It’s that, when push came to shove, some of JC’s own disciples were more
interested in saving their own asses than in recognizing the son of God (Mk
14:66-72). And it’s that Pilate himself,
generally considered the villain in this drama, and scorned from the
Apostles’ Creed to Telly Savalas, wasn’t convinced that Jesus had
done anything wrong; it was the crowd who in the end called for his
crucifixion (Mt 27:23).
Meanwhile, back in Boston. |
I realize
that I didn’t say much earlier about giving up sugar for Lent. At first, it was more difficult than last
year, when I didn’t eat meat. I can’t
think of too many circumstances in which I’ve been “craving” a hamburger, but I
realized this year that I was eating, and craving, sugar every day. A little chocolate in my muesli at breakfast
(or a pain au chocolat at the
airport), some dark chocolate with after-lunch coffee, and some kind of dessert
after dinner. When traveling and eating
out, I would never refuse dessert; the cupboard in my apartment in Cambridge
usually contained a bag or two of those fiendish2 Tate’s cookies you find at Whole Foods. I wouldn’t call my eating behavior
out-of-control (or unusual), but when I consciously stopped eating sugar, it
made me more aware of the difference between feeding myself and feeding a
craving. It drove a kind of wedge
between my “self,” which is me, and my desire, which is something I feel but
which is not me. This is hard to
describe without sounding flaky. Paul
gives it a shot in Romans 7:15: “For I
do not understand my own actions…For I have the desire to do what is right, but
not the ability to carry it out…Now if I do what I do not want, it is no longer
I who does it, but sin that dwells within me.”
The Buddha serves up more or less the same dish, hold the guilt: the
origin of suffering is “craving, desire, or attachment.”
Meanwhile,
back in Salthaus, I celebrated Easter with a piece of cake, layered with dark
and white chocolate and whipped cream, topped with a layer of passion fruit
jelly. It was delicious, and I savored
it like someone who hadn’t eaten any sugar for 6 weeks, but I didn’t find
myself mindlessly shoveling it into my face.
I think I
was hoping for some kind of Easter revelation at the end of all this. It didn’t really come, as holiday trips are
always busier than you think they’ll be, with driving around and doing
things. Also, there were a couple of
work emergencies that I had to deal with, and my sense is that one’s
opportunities to experience the mystical are inversely proportional to the
number of PowerPoint slides one encounters in any given week.
Still,
there is something unavoidably divine about South Tyrol.

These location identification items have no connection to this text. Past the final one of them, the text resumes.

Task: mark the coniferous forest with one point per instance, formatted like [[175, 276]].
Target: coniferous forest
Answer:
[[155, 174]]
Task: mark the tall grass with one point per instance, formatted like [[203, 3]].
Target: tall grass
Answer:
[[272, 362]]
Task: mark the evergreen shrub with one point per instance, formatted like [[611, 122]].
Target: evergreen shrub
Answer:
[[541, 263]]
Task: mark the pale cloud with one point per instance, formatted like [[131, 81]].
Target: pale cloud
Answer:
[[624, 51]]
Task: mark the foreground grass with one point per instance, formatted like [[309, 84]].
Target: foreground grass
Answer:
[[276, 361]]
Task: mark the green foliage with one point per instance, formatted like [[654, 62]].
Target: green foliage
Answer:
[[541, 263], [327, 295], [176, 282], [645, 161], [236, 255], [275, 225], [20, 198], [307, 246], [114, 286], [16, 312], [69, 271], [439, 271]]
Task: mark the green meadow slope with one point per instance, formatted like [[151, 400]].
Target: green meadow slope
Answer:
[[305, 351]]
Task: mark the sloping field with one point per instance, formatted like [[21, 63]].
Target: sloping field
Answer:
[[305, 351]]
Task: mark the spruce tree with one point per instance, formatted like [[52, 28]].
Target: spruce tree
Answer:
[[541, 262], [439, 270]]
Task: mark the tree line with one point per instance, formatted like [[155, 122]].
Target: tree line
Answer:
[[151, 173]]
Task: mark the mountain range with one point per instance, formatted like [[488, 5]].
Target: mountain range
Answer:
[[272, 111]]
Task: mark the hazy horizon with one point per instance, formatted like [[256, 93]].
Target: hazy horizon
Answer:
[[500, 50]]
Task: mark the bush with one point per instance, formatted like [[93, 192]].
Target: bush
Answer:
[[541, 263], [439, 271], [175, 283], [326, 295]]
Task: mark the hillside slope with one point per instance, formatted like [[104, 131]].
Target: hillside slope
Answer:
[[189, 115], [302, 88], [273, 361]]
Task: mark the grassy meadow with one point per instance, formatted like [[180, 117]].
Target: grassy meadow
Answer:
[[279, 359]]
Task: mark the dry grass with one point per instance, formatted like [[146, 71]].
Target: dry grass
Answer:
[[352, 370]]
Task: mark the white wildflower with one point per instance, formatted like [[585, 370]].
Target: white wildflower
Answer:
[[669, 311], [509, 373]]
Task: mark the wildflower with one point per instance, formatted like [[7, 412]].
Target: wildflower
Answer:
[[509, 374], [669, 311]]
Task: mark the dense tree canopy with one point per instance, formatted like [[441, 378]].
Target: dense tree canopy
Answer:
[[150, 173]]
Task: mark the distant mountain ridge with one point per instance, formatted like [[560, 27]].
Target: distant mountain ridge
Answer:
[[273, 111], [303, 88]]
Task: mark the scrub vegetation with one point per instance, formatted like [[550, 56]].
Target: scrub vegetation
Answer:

The way that the mountains seem to rise
vertically from the pool-table-flat valley, and thus how, when you’re in the
valley, your field of vision is completely occupied
by earth tones, or rather by earth itself, and a mysterious calm comes over you. The way that the farms are perched high up on
the mountains, with plowed rows gripping onto the steep grade, and you feel like
some kind of harmony between man and nature has been realized here. The way the smell of the apple blossoms overtook us as we
hiked the Schildhöfenweg.
The white noise that the Passer river makes as it flows over rocks that
seem so perfectly placed as to be man-made.
In Leaving Church, Barbara
Brown Taylor talks about the Irish concept of a “thin place,” where the
membrane between the mundane and the mystical seems to dissolve into almost
nothing. This is one of those places.
Late
afternoon on Easter Sunday I went running, out and back along the Passer River,
and then up the steep hill past our hotel.
I crossed the street and walked over to St. Michael’s Church in Salthaus, which I’ve never seen
in service, but whose doors always seem to be open whenever I try to go in. It’s a newer church with a modern design,
built to complement the surrounding landscape.
A wide window to the right of the altar affords a view of the mountains;
the ceiling is wavy parallel slats of wood.
I sat alone and said a prayer of thanks, and drops of my sweat made a little
slapping sound as they fell onto the vinyl kneeler in front of my pew.
1 “When I use the word God, I do not
envision a large person with two arms, two legs, a nose, and two eyes. I envision, instead, some presence so beyond
my being, a presence that both knows the stars by name and knows me by name, as
well, that is not here to be useful to me, that is not here to give me things
as much as to ask me to give myself away for love…(W)hen I say I believe in
God, I mean I trust. I trust in the
goodness of life, of being. I trust that
beyond all reason. I trust that with my
life. And that’s what I mean by God.”
2 It’s not insignificant that we often use
diabolical metaphors like this to describe food.